• It’s surprisingly easy to learn how to clean pots and pans like the pros—and you probably have all the supplies you need in your pantry.

    1. Embrace a cooling period

    Before embarking on your cleaning journey, grant your pots and pans a moment to cool down. Plunging hot cookware into cold water can shock the material, potentially leading to warping or weakening.

    2. The power of a soak

    For stubborn residue, fill your pot or pan with warm, soapy water and let it soak. This gentle approach will loosen the grip of food particles, making them easier to remove later.

    3. Go easy with scrubbing

    When it’s time to tackle the remnants, opt for soft materials like a sponge or non-abrasive scrubber. Stubborn stains can often be coaxed away with a bit of gentle pressure and patience.

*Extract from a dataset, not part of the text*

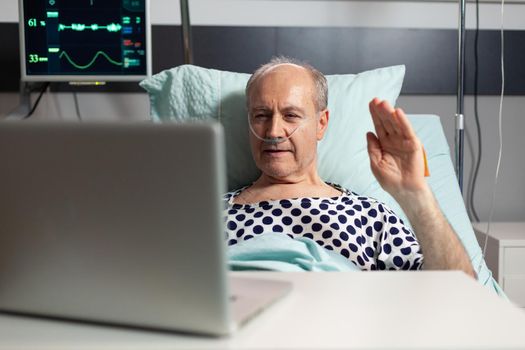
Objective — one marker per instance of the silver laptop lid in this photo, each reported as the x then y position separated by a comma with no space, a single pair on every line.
118,223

    4. Befriend Baking Soda

    For those tougher situations, enlist the help of baking soda. Create a paste with a bit of water and apply it to the affected area. Let it sit for a while before scrubbing, and watch as stains fade away without causing harm to the cookware’s surface.

    5. Avoid harsh chemicals

    Steer clear of harsh chemicals and abrasive cleaners, as they can strip away the pan’s non-stick coating or damage its finish. Opt for natural cleaning agents whenever possible.

    6. Using lemon

    Mixing pure lemon juice into your cleaning routine yields some impressive results. It’s a powerful cleaning tool that acts as an antibacterial agent as well as an antiseptic. Lemon works best for cast iron pots and pans and as an added bonus, cleaning with lemons leaves a bright, fresh scent in your home.


    • Lemons or lemon juice
    • Scouring brush


    1. Cut up a lemon, and place the slices in the pot.
    2. Fill the pot with a few inches of water.
    3. Boil the mixture for 5–10 minutes.
    4. After burnt food particles rise to the top, rinse the pot.
    5. Then use a scouring brush to remove excess burns.

    Pro tip: Lemons are also great degreasers for your pans, pots and even your stovetop.

    7.  Using Coca-Cola

    While you may want to think twice about chugging this sugar-laden drink, cleaning with soda is a great idea. There are plenty of surprising things you can do with a can of Coke, and cleaning charred cookware is one of them. Coca-Cola is excellent at loosening tough stains, as it is extremely acidic, this soda is best for any type of pots and pans, except nonstick.


    • Coca-Cola
    • Scouring pad


    1. Pour some Coca-Cola into your burnt pot.
    2. Turn on the heat, and let the Coke simmer for 15 minutes to loosen the stain.
    3. Rinse the pot, and scrub at the burn.

    Pro tip: Watch the heat! Do not bring it to a boil, as Coca-Cola can thicken and turn into a sticky syrup, which will further burn your pan.

    8. Dish soap and vinegar

    Dish soap and vinegar work best for non-stick pots and pans. Again, you need to be very careful when cleaning nonstick cookware so you don’t accidentally damage its protective coating.


    • Dish soap
    • Soft, natural or nylon sponge
    • Vinegar


    1. Add dish soap with warm water to the pan.
    2. Scrub with a non-abrasive sponge to avoid scratching the surface.
    3. For tougher stains, boil an equal mix of water and vinegar in the pan.
    4. Using a wooden spoon, remove remaining bits of food.
    5. Repeat the first two steps until all the burnt food has been removed.
    6. Wash and dry thoroughly.

    Pro tip: Avoid using metal utensils when cooking. These can scratch the nonstick coating and shorten the life of your cookware.